NewsOTG gathered that the developer further asserted that Mantri Developers’ promoter Sushil Mantri and Mantri Castles Pvt. Ltd., who served as co-borrowers, had received loans from the financial creditor in addition to Mantri Developers. Nevertheless, the co-borrowers were not named in the lender’s insolvency filing; only Mantri Developers were. Mantri Developers also alleged that Indiabulls Housing Finance violated the arbitration clause in the parties loan agreement by submitting the case to the tribunal early. The lender responded by saying there was no “conflict” over Mantri Developers’ failure to pay past-due amounts and that the developer’s offer of a settlement amounted to an acknowledgment of responsibility, therefore there was no “dispute” for arbitration.

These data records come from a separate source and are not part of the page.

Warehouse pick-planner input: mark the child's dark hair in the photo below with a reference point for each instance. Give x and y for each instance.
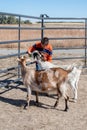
(45, 40)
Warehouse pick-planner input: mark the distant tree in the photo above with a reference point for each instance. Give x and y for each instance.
(27, 22)
(3, 19)
(11, 20)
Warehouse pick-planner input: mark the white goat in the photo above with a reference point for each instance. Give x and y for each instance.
(45, 81)
(74, 76)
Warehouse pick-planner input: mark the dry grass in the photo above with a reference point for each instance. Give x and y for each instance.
(8, 34)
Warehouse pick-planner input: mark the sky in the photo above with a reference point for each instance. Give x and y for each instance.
(53, 8)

The NCLT sided with the lender and pointed out that Section 238 of the Insolvency & Bankruptcy Code (IBC) supersedes the Arbitration and Conciliation Act of 1996. As of the end of September, 6,199 companies had been admitted under the Corporate Insolvency Resolution Process (CIRP), with 21% of these companies being in the real estate industry, according to the most recent data from the Insolvency & Bankruptcy Board of India (IBBI). Rajesh Landmark Projects, Marvel Realtors & Developers, and Satra Properties are a few recent additions to the list of real estate companies. The real estate sector continues to attract investment despite its difficulties.
Investors are eager to invest in businesses that are now going through bankruptcy administration due to loan defaults since there are tangible assets that may be used, such as land lots and incomplete buildings. The trend of buying bankrupt enterprises to finish their projects is growing as more established developers with good finances scour the real estate sector for opportunities through the bankruptcy process.